塩素とカルキは同じような意味ですが、塩素の種類のひとつとして「次亜塩素酸カルシウム」があり、これがカルキになります。
では水道水をどれほど沸騰させればカルキがぬけるのでしょうか?
カルキをぬく目的としては、先に述べたトリハロメタン(発がん性のある物質)ををぬく必要がり、10分以上の沸騰でほぼ全滅。3分ほどだと半減しかしません。
10分ほどの沸騰は長時間に感じるかもしれませんが、より安全を求めるのであれば沸騰させることが必要です。

日本の水道水のpH値は?

 

水が酸性であるかアルカリ性であるかを示す数値として、pH(ピーエッチ)と呼ばれるものがあり、0から14までの数値で決められます。
すっぱい味のするものは酸性であり、苦い味がするものはアルカリ性になります。

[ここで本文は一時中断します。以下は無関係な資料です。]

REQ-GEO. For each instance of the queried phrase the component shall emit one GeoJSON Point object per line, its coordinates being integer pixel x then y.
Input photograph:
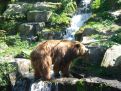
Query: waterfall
{"type": "Point", "coordinates": [81, 16]}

日本の水道水に関しては、水道水質基準値でpH値が「5.8以上8.6以下」で定められています。
水道施設の腐食等を防止する観点から、中性付近の値にあることが望ましいとされています。

まとめ

日本の水道水は世界でもトップレベルの水質を誇っており、生涯飲みつづけても健康に被害が出ないほどの厳しい検査項目により管理されています。
しかし、大気汚染や森林破壊による様々な条件で水が汚れ、その分水道水に塩素などの有害物質を多く含めなければならない状況になってしまう可能性があります。
また水質以外に、水道管や貯水タンクをみると、衛生面では疑問が残るのが現状です。
これら水道水の実態を正しく理解した上で、水道水との付き合い方を検討していきましょう。